The Apicoectomy / Periradicular Surgery Notes Template

An apicoectomy notes template captures periradicular endodontic surgery — pre-op CBCT review with IAN/sinus proximity assessment, Montgomery consent including paraesthesia and sinus risks, anaesthesia with haemostatic agent, surgical procedure (incision, flap, osteotomy, root-end resection, retrograde cavity, root-end filling), closure with sutures, post-op radiograph, and follow-up — meeting RCS England FDS 2020 and BES 2022 standards.

Apicoectomy notes need to record more risk discussion than any other endodontic procedure — IAN paraesthesia, sinus communication, root fracture all warrant explicit Montgomery consent. Below is the template UK dentists/specialists paste into their PMS.

Download the free Apicoectomy (Periradicular Surgery) template — plain text, GDC/FGDP(UK)-aligned.

Why this apicoectomy (periradicular surgery) template wins

  • CBCT justification recorded — IRMER ALARA compliance for the higher-dose modality.
  • IAN/sinus proximity assessment per tooth — Montgomery defence for the specific anatomical risk.
  • Written consent specifically referenced — for invasive surgical procedures, written consent is best practice and increasingly indemnity-required.
  • Tissue sent for histology line — defensible if a cyst or atypia is later discovered.
  • Root-end filling lot number — MDR + endodontic traceability.

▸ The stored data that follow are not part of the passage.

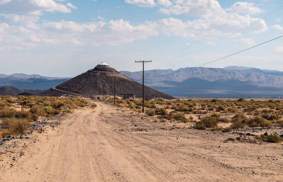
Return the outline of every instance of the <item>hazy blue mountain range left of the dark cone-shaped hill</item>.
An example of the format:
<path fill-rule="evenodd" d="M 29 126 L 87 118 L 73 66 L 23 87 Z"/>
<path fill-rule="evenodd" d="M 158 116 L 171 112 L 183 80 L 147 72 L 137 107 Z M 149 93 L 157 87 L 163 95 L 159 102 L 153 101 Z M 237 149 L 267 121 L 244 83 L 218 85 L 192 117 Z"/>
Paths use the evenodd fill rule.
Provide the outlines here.
<path fill-rule="evenodd" d="M 0 87 L 14 86 L 19 89 L 47 90 L 53 86 L 64 83 L 69 79 L 71 78 L 45 77 L 41 75 L 27 75 L 22 73 L 15 73 L 12 75 L 0 74 Z"/>

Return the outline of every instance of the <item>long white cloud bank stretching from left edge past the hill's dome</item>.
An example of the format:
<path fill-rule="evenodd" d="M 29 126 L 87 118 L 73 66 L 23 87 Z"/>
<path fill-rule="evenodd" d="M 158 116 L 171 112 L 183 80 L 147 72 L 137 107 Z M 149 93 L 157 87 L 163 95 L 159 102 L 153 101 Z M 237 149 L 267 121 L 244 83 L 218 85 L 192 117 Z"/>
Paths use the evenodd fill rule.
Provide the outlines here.
<path fill-rule="evenodd" d="M 74 21 L 44 22 L 35 24 L 37 29 L 27 25 L 0 23 L 1 46 L 13 49 L 29 49 L 39 45 L 98 46 L 119 45 L 158 35 L 147 25 L 132 26 L 129 21 L 110 20 L 89 23 Z"/>

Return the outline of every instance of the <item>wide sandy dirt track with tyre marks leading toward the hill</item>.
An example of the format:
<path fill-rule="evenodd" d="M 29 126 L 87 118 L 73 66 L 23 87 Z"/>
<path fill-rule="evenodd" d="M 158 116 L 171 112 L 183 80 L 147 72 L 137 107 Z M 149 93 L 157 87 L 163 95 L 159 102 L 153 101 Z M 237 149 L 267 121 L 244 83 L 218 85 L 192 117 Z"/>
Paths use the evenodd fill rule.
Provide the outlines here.
<path fill-rule="evenodd" d="M 42 134 L 13 167 L 0 169 L 0 179 L 283 181 L 282 144 L 223 142 L 236 135 L 162 130 L 167 124 L 133 123 L 130 119 L 141 117 L 95 103 L 96 109 L 78 110 L 56 130 Z M 147 131 L 131 129 L 137 127 Z"/>

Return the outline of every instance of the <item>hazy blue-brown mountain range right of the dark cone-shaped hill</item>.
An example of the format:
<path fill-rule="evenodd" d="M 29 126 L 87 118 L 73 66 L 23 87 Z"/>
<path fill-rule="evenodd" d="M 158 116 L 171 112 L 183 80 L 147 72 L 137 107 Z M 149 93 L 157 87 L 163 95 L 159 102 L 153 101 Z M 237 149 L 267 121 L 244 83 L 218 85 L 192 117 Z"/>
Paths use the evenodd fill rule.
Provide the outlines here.
<path fill-rule="evenodd" d="M 120 73 L 142 83 L 142 71 Z M 186 67 L 144 73 L 147 86 L 175 97 L 283 97 L 283 72 L 275 70 Z"/>

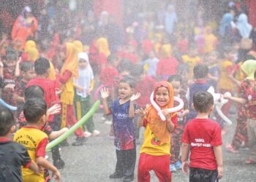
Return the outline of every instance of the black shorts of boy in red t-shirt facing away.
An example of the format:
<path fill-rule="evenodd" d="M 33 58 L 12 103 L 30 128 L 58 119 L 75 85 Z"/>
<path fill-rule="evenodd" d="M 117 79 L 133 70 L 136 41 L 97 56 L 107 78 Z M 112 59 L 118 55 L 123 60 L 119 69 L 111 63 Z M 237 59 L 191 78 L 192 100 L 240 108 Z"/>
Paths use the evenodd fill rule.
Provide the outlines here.
<path fill-rule="evenodd" d="M 189 182 L 218 182 L 217 170 L 189 167 Z"/>

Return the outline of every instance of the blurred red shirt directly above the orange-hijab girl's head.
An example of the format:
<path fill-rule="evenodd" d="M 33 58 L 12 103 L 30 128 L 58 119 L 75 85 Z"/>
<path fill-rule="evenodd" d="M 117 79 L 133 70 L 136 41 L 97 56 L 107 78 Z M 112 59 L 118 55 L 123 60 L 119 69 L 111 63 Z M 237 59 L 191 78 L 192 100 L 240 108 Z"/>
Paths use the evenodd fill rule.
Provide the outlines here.
<path fill-rule="evenodd" d="M 162 58 L 157 64 L 158 76 L 170 76 L 176 74 L 178 61 L 176 58 Z"/>

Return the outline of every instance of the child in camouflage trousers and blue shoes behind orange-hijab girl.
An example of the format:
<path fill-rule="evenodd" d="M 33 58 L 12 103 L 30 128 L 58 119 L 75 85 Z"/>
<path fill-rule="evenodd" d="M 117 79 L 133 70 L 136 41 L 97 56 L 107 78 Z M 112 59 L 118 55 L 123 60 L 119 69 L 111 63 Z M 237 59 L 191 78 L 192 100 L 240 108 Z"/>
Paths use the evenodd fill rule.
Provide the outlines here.
<path fill-rule="evenodd" d="M 173 85 L 174 96 L 181 98 L 184 100 L 184 108 L 178 111 L 178 122 L 176 125 L 176 129 L 172 133 L 171 140 L 171 151 L 170 154 L 170 171 L 175 172 L 176 170 L 181 169 L 181 161 L 179 159 L 180 151 L 181 151 L 181 135 L 184 130 L 184 121 L 186 121 L 185 116 L 189 113 L 188 103 L 186 99 L 185 92 L 181 91 L 181 78 L 178 75 L 170 76 L 167 80 L 170 84 Z M 174 106 L 176 106 L 176 102 L 174 102 Z"/>

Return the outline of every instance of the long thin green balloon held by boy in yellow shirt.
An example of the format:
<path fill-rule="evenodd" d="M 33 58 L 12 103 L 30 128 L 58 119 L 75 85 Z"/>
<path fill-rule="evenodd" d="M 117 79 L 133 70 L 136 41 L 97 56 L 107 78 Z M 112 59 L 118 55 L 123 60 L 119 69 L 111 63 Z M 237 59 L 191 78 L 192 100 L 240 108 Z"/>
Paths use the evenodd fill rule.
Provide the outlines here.
<path fill-rule="evenodd" d="M 61 143 L 61 141 L 64 141 L 66 138 L 68 138 L 70 135 L 72 135 L 75 132 L 75 130 L 78 130 L 78 128 L 80 126 L 85 124 L 88 121 L 88 119 L 92 115 L 94 115 L 94 113 L 98 110 L 99 105 L 100 105 L 100 102 L 99 102 L 99 100 L 97 100 L 96 103 L 94 103 L 94 106 L 91 107 L 90 111 L 88 113 L 86 113 L 86 115 L 84 115 L 76 124 L 74 124 L 72 127 L 70 127 L 67 132 L 64 132 L 58 138 L 56 138 L 55 140 L 48 143 L 48 145 L 46 146 L 46 151 L 50 151 L 50 149 L 52 149 L 54 146 Z"/>

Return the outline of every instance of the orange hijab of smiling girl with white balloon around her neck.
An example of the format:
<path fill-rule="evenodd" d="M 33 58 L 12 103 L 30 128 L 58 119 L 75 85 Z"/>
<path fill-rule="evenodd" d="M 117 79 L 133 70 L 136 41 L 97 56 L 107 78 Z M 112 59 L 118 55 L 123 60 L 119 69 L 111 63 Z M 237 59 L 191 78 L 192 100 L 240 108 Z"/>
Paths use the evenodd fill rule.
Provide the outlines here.
<path fill-rule="evenodd" d="M 157 90 L 159 87 L 166 87 L 169 92 L 169 102 L 165 106 L 161 106 L 160 108 L 173 108 L 173 86 L 168 82 L 159 82 L 156 87 L 154 87 L 154 101 L 156 101 Z M 146 119 L 148 121 L 149 127 L 154 135 L 159 138 L 160 141 L 164 143 L 170 142 L 170 132 L 167 129 L 167 122 L 163 122 L 159 115 L 157 114 L 157 110 L 153 106 L 148 106 L 147 108 L 148 114 L 146 115 Z M 174 116 L 174 114 L 170 114 Z"/>

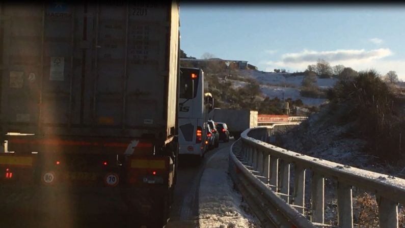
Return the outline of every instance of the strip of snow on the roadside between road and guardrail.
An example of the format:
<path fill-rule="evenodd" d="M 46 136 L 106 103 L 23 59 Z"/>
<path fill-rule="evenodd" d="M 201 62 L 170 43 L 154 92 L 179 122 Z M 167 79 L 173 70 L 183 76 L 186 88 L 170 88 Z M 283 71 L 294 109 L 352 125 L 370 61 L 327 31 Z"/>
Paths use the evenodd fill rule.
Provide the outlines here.
<path fill-rule="evenodd" d="M 242 196 L 228 176 L 229 147 L 213 155 L 200 181 L 199 223 L 205 227 L 258 227 L 258 220 L 241 208 Z"/>

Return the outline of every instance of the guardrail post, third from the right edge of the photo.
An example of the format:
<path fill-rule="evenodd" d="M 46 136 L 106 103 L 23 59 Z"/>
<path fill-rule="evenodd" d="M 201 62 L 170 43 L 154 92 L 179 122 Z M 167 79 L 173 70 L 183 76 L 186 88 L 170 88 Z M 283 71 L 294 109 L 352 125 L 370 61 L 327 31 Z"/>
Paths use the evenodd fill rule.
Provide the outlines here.
<path fill-rule="evenodd" d="M 312 172 L 312 222 L 324 222 L 325 178 Z"/>

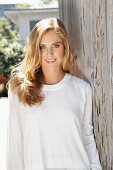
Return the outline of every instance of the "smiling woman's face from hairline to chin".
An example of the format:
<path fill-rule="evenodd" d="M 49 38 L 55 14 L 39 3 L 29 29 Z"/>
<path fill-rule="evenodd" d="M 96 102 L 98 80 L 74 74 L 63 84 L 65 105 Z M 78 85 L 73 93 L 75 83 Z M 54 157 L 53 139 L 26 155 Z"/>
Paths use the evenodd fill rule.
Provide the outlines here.
<path fill-rule="evenodd" d="M 54 30 L 44 33 L 40 42 L 42 71 L 62 70 L 64 51 L 64 44 Z"/>

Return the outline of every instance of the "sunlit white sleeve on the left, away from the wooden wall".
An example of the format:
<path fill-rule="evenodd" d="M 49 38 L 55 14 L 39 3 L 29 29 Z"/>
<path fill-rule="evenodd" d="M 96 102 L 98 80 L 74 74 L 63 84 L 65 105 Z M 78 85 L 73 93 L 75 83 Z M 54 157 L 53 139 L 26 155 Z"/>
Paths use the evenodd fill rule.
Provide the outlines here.
<path fill-rule="evenodd" d="M 7 170 L 23 170 L 23 136 L 18 97 L 8 91 Z"/>

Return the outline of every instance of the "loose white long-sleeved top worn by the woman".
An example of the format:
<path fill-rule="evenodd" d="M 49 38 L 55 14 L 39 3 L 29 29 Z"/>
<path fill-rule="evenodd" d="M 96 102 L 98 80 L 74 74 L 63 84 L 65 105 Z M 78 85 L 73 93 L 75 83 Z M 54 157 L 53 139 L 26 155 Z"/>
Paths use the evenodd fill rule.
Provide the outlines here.
<path fill-rule="evenodd" d="M 66 73 L 42 94 L 43 103 L 30 107 L 9 91 L 8 170 L 101 170 L 89 83 Z"/>

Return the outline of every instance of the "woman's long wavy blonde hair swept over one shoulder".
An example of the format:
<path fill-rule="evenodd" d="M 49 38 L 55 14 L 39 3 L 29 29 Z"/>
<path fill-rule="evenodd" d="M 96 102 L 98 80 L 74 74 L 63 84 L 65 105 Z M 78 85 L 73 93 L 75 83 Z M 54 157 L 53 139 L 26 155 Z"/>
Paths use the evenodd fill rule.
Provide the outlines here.
<path fill-rule="evenodd" d="M 26 54 L 23 61 L 12 71 L 9 80 L 11 91 L 18 95 L 19 101 L 23 104 L 31 106 L 40 104 L 44 100 L 44 96 L 40 94 L 43 87 L 40 41 L 48 30 L 54 30 L 64 43 L 65 56 L 61 64 L 62 69 L 67 73 L 71 73 L 74 69 L 74 57 L 63 22 L 56 18 L 39 21 L 27 38 Z"/>

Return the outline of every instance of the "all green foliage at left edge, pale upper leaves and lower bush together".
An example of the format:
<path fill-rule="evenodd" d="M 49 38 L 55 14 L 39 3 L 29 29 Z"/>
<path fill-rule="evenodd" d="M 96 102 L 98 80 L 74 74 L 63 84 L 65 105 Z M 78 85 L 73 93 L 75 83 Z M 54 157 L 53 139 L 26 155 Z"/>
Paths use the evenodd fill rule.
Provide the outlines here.
<path fill-rule="evenodd" d="M 18 42 L 17 29 L 12 30 L 6 19 L 0 19 L 0 75 L 9 77 L 11 68 L 24 56 L 24 46 Z"/>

Compliance: the medico-legal angle

  • RCS England FDS Guidelines for Periradicular Surgery (2020) — current UK guidance for the procedure.
  • BES Guide to Good Endodontic Practice 2022 — surgical endodontic standards.
  • IRMER 2017 — CBCT requires explicit justification beyond 2D alternatives.
  • Montgomery — surgical procedures with material nerve risk demand detailed risk-specific consent.
  • MDR 2017 — root-end filling material is a regulated medical device; lot number traceability required.

Common mistakes UK dentists make

  • CBCT taken without documented justification for dose vs 2D — IRMER breach.
  • No specific paraesthesia risk discussion for lower posterior teeth — Montgomery breach.
  • Tissue not sent for histology when curettage of soft tissue lesion was performed — leaves no defence if subsequent malignancy diagnosed.
  • Antibiotic prescribed routinely post-surgical endo — most cases don't need it; over-prescription is the audit issue.
  • No long-term radiographic review scheduled — 1-year and 2-year radiographic healing assessment is the standard.

Frequently asked questions

When is apicoectomy indicated over RCT re-treatment?

When orthograde re-treatment is impossible (e.g. post that can't be removed, transportation, perforation) or has failed. Apicoectomy success after failed re-treatment ~60-70%. Most modern endodontists try re-treatment first if technically feasible — apicoectomy is the second-line option.

When do I need CBCT before apicoectomy?

When 2D imaging doesn't adequately show: root anatomy (curvature, accessory canals), lesion dimensions, neurovascular proximity (IAN, sinus, mental foramen). For most posterior teeth with significant lesions, CBCT is justified. ALARA principle: document why 2D is insufficient.

MTA, bioceramic, or IRM for root-end filling?

MTA and bioceramics (Biodentine, BC RRM) are evidence-based first-line. IRM (zinc oxide eugenol) is historic — still acceptable but bioceramic outperforms in healing studies. Document material and lot number.

How much root-end do I resect?

Modern protocol: 3mm. Older textbooks said 2-3mm with 45° bevel — modern evidence favours 3mm with 0° bevel (perpendicular to long axis) to minimise apical accessory canals left behind.

Do I prescribe antibiotics post-apicoectomy?

Not routinely. SDCEP guidance: antibiotics only when systemic signs, immunocompromised, or significant tissue loss. Most uncomplicated apicoectomies in healthy patients don't need them. Document the rationale either way.

How do I assess success?

Clinical: symptom resolution, sinus tract closure, no tenderness. Radiographic: periapical bone fill on follow-up PA/CBCT at 6, 12, 24 months. Modified Molven criteria — complete / incomplete / uncertain / failure. Document at each review.